There was a man from Hemel Hempstead called Gary who started up a chicken farm in 2028, but it was overrun by starving citizens three months later. I’m told that Gary was delicious. Which reminds me, cannibalism in Brexit Britain increased by 7000% in just ten years. But that’s a skewed statistic, because it was only people in Middlesbrough partaking before we left the EU.

5. Premier League Football

The economy just couldn’t support the greatest football league on the planet. The FA and FIFA decided to move everything to mainland Europe, to keep as many international brands alive as possible. They simply tweaked the names slightly, to make them more marketable on the continent, teams now include:

  • Bayern Watford
  • Athletico Palace
  • FC Pool de Liver
  • Manchesteré Unité
  • Everton
  • Le Chelsea

6. Hope for a Better Tomorrow


For a short while it looked as though there might be a Brexit backlash, right up until the hanging of Jeremy Corbyn in 2024, then everyone just sort of gave up and went home to cry into their remaining linens.

Boris Johnson became Prime Minister, and declared himself the “jolly brilliant dictator of this beautiful Britain” — he’s told the media that he “shan’t be up for election” for at least another couple of decades, “so stop asking and drink your bloody tea!!!”

Only 5% of people who voted for Breixt are still alive in 2029, and nobody can really remember what the whole thing was about — or why we did it in the first place. Everyone is worse off, and those who aren’t worse off are dead. The average British person in 2029 really envies the dead.

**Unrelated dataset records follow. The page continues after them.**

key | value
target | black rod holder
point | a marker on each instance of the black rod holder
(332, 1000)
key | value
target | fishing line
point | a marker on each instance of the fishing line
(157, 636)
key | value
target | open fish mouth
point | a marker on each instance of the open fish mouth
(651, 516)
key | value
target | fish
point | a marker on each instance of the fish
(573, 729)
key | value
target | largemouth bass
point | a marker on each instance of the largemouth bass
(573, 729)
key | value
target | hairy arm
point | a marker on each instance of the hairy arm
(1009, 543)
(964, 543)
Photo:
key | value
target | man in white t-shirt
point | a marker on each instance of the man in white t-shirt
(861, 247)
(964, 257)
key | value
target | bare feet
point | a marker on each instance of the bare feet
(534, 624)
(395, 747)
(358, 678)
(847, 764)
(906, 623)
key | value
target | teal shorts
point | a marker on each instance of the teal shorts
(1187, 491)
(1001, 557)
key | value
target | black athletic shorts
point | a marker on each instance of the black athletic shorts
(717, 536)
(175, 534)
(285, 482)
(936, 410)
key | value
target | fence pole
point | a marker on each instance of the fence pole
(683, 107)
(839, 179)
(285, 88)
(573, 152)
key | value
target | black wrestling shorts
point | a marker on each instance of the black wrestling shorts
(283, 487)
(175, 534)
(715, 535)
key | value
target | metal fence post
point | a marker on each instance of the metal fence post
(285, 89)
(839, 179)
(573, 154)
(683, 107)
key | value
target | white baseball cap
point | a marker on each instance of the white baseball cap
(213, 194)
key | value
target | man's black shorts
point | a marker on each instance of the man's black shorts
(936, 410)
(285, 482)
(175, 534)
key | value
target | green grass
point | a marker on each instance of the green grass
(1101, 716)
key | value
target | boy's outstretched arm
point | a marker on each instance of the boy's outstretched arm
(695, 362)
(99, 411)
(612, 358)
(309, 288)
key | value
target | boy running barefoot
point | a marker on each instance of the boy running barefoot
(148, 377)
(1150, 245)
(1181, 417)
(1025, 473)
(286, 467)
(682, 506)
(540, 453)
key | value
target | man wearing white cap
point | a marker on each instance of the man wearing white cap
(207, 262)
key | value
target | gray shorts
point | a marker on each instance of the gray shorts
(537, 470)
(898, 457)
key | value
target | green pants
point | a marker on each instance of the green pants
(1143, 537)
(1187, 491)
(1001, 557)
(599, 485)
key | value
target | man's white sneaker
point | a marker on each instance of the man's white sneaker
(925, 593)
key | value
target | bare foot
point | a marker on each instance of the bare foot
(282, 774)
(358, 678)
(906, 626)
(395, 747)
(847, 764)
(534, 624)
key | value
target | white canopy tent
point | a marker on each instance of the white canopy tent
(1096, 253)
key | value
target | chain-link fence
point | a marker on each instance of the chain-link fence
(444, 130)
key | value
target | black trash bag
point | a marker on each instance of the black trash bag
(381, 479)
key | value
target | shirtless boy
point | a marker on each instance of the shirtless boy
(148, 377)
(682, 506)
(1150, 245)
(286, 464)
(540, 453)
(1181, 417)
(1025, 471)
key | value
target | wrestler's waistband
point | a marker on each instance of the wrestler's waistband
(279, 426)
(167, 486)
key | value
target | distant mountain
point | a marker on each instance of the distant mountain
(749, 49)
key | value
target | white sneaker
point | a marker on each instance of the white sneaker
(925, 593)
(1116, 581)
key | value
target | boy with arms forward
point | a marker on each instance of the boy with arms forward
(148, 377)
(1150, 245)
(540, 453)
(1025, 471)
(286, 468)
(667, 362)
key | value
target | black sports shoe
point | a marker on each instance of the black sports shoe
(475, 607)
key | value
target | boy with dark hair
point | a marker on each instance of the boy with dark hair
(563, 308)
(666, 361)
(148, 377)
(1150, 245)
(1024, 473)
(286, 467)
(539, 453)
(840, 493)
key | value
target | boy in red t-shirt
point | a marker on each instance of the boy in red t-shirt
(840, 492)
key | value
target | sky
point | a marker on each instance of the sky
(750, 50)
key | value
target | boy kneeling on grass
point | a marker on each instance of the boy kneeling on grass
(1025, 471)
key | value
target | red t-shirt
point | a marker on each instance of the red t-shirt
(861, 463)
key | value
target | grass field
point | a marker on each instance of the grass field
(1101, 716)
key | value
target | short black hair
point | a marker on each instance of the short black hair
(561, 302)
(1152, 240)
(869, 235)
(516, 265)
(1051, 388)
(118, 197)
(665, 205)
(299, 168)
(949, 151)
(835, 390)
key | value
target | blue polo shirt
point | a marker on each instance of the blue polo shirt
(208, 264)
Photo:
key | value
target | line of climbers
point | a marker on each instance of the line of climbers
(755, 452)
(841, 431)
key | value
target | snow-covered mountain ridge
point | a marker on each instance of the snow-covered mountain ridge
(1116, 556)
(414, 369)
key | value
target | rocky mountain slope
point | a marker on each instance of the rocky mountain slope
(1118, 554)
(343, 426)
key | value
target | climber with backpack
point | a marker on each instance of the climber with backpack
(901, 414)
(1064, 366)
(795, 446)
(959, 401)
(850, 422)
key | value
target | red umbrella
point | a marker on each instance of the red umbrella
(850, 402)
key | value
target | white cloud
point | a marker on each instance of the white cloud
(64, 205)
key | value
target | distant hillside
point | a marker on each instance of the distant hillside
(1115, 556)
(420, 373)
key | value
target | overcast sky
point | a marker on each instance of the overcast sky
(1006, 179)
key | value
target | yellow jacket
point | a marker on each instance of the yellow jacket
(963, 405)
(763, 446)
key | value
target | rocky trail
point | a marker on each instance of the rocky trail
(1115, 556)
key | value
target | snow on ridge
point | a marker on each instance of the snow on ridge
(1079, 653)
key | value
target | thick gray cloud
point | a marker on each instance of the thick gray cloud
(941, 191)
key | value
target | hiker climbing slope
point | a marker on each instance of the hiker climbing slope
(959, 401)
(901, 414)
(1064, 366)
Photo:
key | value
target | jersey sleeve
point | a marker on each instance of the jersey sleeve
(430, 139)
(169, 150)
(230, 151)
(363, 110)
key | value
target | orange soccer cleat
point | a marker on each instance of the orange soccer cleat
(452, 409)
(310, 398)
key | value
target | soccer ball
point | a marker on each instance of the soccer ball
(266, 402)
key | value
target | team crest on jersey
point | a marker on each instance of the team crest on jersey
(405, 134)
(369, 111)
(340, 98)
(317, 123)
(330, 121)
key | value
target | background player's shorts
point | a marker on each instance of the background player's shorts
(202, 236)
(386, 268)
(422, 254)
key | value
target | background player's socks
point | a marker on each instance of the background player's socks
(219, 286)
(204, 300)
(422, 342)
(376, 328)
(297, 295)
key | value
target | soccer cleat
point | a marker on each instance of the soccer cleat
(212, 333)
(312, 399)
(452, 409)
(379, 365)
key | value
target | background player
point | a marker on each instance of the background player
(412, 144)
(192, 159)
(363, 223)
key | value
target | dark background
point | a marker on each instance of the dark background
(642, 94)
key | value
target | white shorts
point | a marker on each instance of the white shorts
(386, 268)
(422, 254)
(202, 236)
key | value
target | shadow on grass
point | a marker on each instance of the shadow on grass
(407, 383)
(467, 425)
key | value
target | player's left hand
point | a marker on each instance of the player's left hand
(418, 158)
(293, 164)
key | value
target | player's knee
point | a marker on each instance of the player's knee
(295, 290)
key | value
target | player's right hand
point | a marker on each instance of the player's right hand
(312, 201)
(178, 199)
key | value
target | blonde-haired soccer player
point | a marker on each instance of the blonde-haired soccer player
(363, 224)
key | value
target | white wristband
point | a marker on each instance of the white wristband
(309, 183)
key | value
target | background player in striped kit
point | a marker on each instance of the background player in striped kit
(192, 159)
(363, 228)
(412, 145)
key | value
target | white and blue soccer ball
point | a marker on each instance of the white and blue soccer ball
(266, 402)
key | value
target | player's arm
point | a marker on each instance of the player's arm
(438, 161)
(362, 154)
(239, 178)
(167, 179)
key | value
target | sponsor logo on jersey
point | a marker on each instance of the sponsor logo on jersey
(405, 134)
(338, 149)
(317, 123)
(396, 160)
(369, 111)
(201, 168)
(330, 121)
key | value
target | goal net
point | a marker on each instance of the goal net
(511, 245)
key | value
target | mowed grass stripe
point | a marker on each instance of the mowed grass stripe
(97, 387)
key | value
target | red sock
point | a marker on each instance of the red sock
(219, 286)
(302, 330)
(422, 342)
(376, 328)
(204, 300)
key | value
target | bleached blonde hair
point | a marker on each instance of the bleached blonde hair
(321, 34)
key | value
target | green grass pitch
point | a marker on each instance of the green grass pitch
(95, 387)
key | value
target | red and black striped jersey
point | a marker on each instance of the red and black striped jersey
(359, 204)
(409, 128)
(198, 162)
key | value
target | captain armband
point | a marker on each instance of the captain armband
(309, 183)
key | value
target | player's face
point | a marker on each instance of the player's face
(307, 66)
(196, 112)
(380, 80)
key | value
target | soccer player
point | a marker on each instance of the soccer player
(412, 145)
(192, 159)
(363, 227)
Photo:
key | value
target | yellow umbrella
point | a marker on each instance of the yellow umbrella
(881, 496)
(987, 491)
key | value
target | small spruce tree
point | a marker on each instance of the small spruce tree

The one hope that the people have left is the theory that the British Isles might just sink into the Atlantic Ocean and be gone forever. This rumour, perpetuated by crackpot scientists and fringe revolutionaries, is what keeps the heart of Britain thumping — albeit on a life-support machine after a quadruple bypass.

And isn’t that just so wonderfully British; The thing keeping everyone alive is the promise of a cold, damp death.

Today is Tuesday, August 14th and I’m glad Disney haven’t white-washed the live-action Mulan.